Ankle Sprains and Breaks
“We see a lot of ankle sprains and many of them are referrals from our Emergency Department. The thing about ankle sprains, is you need to aggressively treat them. With aggressive treatment, I find people get better faster and over the long haul, the ankle is better. We want to immobilize the ankle, get the swelling under control, stabilize it and eventually see a physical therapist. If we can get that ankle actively moving again, your outcomes are going to be better over time.”
Gifford’s Podiatry team also offers complete foot and ankle evaluations to determine if there are any areas of concern in a diabetic patient. Foot problems are common in people with diabetes. They can happen over time when high blood sugar damages the nerves and blood vessels in the feet. The nerve damage, called diabetic neuropathy, can cause numbness, tingling, pain, or a loss of feeling in your feet. High-risk patients who have a history of peripheral neuropathy, PVD, history of ulceration, or history of amputation are of particular concern.
“Part of my job oftentimes is amputating feet or parts of the feet that could have been resolved with simple measures. If we can prevent a problem from occurring, then I wouldn’t have to be aggressive on your foot or ankle. If your blood sugars are in check and you don’t feel any issues with your feet, then typically I’d see a person with diabetes about once a year.”
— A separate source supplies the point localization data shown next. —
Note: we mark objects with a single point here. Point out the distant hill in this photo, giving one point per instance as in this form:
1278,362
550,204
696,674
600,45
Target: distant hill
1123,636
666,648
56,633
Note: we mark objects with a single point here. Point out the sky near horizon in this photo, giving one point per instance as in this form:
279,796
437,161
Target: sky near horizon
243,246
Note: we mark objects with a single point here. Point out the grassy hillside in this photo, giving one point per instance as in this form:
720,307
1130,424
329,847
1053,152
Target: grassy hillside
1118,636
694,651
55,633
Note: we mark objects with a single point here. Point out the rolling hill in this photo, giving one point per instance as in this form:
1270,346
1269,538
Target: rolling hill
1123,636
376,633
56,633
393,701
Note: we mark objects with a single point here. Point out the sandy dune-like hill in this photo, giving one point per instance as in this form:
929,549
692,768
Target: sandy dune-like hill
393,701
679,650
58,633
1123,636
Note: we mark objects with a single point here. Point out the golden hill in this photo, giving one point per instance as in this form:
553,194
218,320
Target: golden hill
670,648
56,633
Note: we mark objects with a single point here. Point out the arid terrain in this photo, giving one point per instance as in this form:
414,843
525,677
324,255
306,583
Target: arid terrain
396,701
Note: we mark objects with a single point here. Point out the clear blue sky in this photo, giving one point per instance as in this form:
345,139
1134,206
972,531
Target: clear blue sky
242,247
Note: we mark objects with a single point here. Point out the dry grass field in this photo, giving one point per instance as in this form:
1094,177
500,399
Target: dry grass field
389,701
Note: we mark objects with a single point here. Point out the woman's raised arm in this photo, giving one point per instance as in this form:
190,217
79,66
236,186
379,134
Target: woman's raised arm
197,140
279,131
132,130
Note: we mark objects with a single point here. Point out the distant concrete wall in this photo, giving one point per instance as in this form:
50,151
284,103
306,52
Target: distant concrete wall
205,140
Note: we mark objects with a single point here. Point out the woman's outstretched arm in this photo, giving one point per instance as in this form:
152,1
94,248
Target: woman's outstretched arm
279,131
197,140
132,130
Finally, we asked Dr. Benoit about proper footwear and insoles.
“Obviously if you’re going hiking, you should wear good, lace-up hiking boots. You don’t need custom orthotics, just proper footwear for the activity and the environment in which you’re doing it. First, evaluate your footwear. If your footwear is well over a year and a half old and you put a lot of miles on them, start with some new shoes. Not everyone needs insoles. Your insoles are only going to be as good as the shoes you put them in. Custom orthotics should work better than over-the-counter products and last longer. Having a dedicated pair of sneakers or shoes is a good idea. You have different clothes for work and certain outdoor or indoor activities, you should have the same philosophy for your footwear.”
Many of Gifford’s podiatry patients work hard or play hard outdoors and they need to get back to work. Dr. Benoit says it’s the responsibility of the podiatry team to find treatment plans that, “suit the individuals around us.”
“I couldn’t imagine my feet hurting bad enough that it keeps me doing something that I want to do. We like to educate people by talking to them and answering their questions.”